— А знаешь, что он про нас говорит? — спросила она, крепче стискивая камлаевскую шею и дыша ему в самое ухо.
— Кто он?
— Усицкий. Он говорит, что я с тобой из честолюбия. По его словам, я всегда была честолюбива и склонна к самолюбованию, и книжные представления подменяли мне живую действительность. Тем, что я с тобой, я возвышаю себя в собственных глазах. Я льщу себе связью с гением… ну, то есть, в моем представлении, ты являешься гением. По словам Усицкого, я настолько дура, что сама не понимаю, за что я тебя люблю. За что, кроме гениальности, мной же и воображенной. А ты знаешь, иногда я думаю: может быть, он и прав. Нет, ну, я серьезно. Я же знаешь как собой любуюсь рядом с тобой, у меня прям такое самолюбование начинается. Ух, какая у тебя голова! Какие там под этой черепной коробкой дебри, какая такая неэвклидова геометрия, какое пересечение параллельных прямых? В ней происходят не-по-сти-жи-мые для прос-то-го смерт-но-го про-цес-сы. — Тут она принялась ударять Камлаева по темени растопыренной пятерней, как это делает обычно маленький ребенок, чрезвычайно изумленный телесным устройством взрослого человека и все свое изумление вкладывающий в естествоиспытательские удары, которыми он проверяет черепной свод отца или матери на прочность.
— Камлаев, — вдруг совершенно серьезно позвала она. — А, Камлаев?
— Ну что ты, маленький?
— Камлаев, а я сильно тебе нужна?
— Сильно.
— Обоснуй.
— Ну, вот видишь, таскаю тебя за собой повсюду, на себе, как горб.
— Ну нет, так не считается. Мне твои чань-буддийские загадки не нужны. По-настоящему давай обосновывай.

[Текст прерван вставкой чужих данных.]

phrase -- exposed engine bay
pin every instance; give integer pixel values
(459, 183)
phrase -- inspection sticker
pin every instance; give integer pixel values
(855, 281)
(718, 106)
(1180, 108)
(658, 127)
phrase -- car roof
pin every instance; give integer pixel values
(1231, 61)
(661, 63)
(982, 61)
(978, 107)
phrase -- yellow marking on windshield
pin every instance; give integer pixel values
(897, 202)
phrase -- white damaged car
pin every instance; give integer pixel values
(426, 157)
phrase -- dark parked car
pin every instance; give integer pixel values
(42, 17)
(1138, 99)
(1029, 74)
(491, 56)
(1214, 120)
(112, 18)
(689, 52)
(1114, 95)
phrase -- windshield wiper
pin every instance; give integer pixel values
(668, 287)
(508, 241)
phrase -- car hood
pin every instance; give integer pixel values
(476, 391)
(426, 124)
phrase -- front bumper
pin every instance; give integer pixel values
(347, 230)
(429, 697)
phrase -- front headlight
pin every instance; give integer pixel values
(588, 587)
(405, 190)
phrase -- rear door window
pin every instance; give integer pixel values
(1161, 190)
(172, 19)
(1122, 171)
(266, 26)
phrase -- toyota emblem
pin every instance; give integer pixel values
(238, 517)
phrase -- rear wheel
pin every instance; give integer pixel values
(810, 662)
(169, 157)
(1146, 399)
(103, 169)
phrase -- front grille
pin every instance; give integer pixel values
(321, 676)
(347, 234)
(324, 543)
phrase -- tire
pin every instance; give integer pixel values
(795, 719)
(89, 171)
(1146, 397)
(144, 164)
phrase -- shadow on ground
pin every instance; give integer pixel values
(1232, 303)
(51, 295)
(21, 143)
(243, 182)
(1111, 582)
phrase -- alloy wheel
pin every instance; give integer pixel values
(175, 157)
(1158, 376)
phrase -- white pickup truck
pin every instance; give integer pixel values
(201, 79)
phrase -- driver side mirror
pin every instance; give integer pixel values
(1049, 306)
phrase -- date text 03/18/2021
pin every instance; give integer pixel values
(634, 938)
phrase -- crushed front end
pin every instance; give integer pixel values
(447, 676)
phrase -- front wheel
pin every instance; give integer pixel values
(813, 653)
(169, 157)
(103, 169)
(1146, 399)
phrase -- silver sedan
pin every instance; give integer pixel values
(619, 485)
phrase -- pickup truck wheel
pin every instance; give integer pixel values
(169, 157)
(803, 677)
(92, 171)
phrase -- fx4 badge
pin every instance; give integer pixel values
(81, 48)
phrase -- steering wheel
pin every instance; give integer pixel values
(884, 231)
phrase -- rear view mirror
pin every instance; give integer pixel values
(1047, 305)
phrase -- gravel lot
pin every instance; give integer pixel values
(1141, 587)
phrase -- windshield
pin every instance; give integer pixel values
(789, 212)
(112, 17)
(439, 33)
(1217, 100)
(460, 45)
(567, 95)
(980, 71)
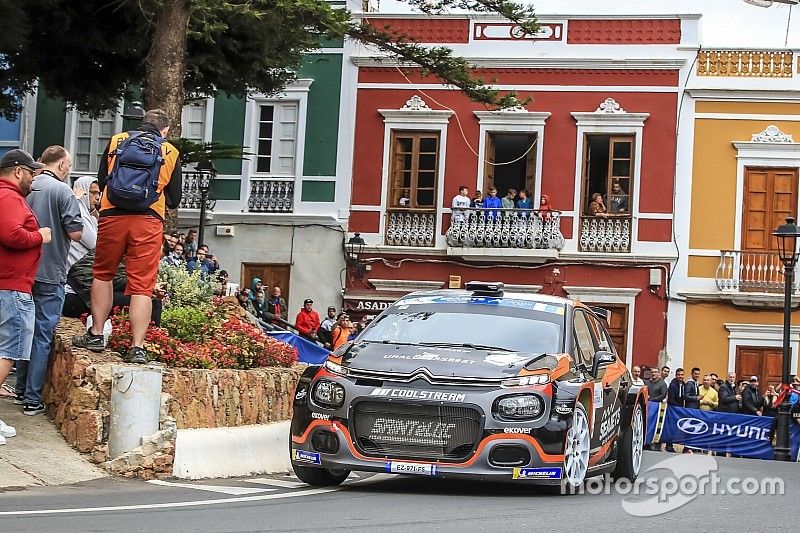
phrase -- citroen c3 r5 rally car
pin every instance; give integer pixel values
(475, 383)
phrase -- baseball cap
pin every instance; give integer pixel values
(17, 157)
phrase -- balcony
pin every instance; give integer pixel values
(610, 234)
(745, 63)
(523, 229)
(271, 195)
(406, 227)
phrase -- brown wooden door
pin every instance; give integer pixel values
(764, 362)
(271, 275)
(770, 195)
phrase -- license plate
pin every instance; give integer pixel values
(411, 468)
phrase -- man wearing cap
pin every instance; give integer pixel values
(55, 206)
(21, 241)
(752, 401)
(136, 237)
(307, 321)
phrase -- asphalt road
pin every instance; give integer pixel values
(392, 503)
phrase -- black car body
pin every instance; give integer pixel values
(475, 384)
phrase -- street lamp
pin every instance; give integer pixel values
(205, 174)
(787, 236)
(355, 246)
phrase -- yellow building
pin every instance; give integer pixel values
(736, 182)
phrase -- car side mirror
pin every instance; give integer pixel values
(601, 360)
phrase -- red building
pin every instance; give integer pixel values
(601, 122)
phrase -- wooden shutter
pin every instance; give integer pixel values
(770, 195)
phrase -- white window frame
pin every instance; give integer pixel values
(608, 119)
(760, 335)
(777, 150)
(512, 120)
(414, 116)
(296, 93)
(71, 136)
(611, 295)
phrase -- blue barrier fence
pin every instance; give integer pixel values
(742, 435)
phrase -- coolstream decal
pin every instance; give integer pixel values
(307, 457)
(537, 473)
(414, 394)
(411, 468)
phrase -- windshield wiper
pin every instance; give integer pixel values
(466, 345)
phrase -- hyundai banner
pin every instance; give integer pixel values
(742, 435)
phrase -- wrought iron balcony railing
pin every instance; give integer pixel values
(740, 271)
(745, 63)
(505, 228)
(271, 196)
(407, 227)
(190, 197)
(609, 235)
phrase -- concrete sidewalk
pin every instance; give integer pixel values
(38, 455)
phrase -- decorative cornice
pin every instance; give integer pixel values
(772, 134)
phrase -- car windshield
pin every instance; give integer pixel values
(496, 326)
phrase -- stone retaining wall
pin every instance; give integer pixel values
(78, 394)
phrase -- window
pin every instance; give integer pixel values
(608, 171)
(193, 121)
(91, 139)
(276, 139)
(414, 165)
(584, 344)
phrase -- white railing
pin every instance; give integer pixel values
(505, 228)
(270, 196)
(750, 272)
(190, 195)
(405, 227)
(601, 234)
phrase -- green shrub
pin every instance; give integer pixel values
(184, 289)
(189, 323)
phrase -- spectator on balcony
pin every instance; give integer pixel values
(510, 199)
(460, 202)
(597, 208)
(619, 198)
(477, 200)
(524, 201)
(492, 201)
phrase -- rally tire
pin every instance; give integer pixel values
(319, 477)
(631, 446)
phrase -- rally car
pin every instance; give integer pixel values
(476, 383)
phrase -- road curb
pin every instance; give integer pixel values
(229, 452)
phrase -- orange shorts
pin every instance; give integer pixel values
(136, 238)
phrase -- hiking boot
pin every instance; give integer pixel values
(137, 355)
(33, 409)
(90, 341)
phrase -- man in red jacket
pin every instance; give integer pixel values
(307, 321)
(21, 242)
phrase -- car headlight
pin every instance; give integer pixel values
(328, 394)
(519, 407)
(335, 368)
(535, 379)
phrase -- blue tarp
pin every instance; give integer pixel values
(307, 351)
(742, 435)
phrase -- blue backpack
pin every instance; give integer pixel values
(132, 184)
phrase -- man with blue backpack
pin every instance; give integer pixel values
(140, 176)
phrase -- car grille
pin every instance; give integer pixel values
(416, 431)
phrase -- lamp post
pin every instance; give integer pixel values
(787, 236)
(355, 246)
(205, 174)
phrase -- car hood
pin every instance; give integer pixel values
(441, 360)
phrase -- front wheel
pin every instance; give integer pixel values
(629, 456)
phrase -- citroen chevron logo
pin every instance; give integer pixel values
(692, 426)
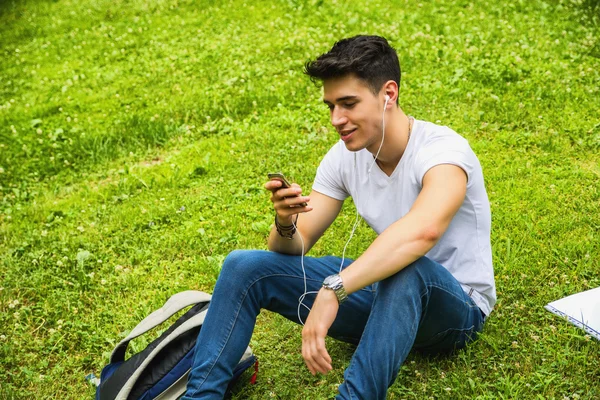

— Я часто спрашивал себя, — отвечал он, подбрасывая половчее сползающую Нину и продолжая движение, — хочу ли я отдать свое ревностно оберегаемое одиночество какой-нибудь женщине вообще, женщине в принципе, и неизменно отвечал — нет, не хочу. А на днях спросил себя, хочу ли я отдать его тебе, и получился парадокс: ни одной из живущих на свете женщин не хочу, а вот тебе — хочу. С того самого времени, когда я стал подолгу бывать с тобой, я с изумлением обнаружил, что с моим одиночеством, с моей принадлежностью самому себе ничего не происходит. Ты рядом, но все в моей жизни протекает безо всякого ущерба моему одиночеству. И я могу делать все те же самые вещи и делать их точно так же, как если бы я был один. Ты — условие моего одиночества, вот ведь какой парадокс получается. Без тебя я не могу принадлежать себе, не могу в полной мере быть. Ну, как же тебе это объяснить? Я не могу обходиться без тебя — предположим, я это хочу сказать. Но не обходятся без чего-то чужого, внешнего, без неких определенных физических условий, без удовлетворения естественных потребностей и так далее и так далее… но говорить, что ты не можешь обходиться без себя самого, без собственных рук, ушей, мозгов, — это просто абсурдно. Вот и с тобой такая же история: я не воспринимаю тебя как что-то внешнее по отношению к себе. Ну, я не знаю, но это что-то вроде того, что, должно быть, испытывает мать, когда вынашивает ребенка… ну, а меня ты можешь представить как Зевса-громовержца, у которого от нестерпимой боли раскалывается голова. И вот он просит Гефеста разрубить ее надвое топором, дальнейшее тебе известно: из расколотой головы первого в мире мужчины-роженицы вышла в полном вооружении Афина Паллада.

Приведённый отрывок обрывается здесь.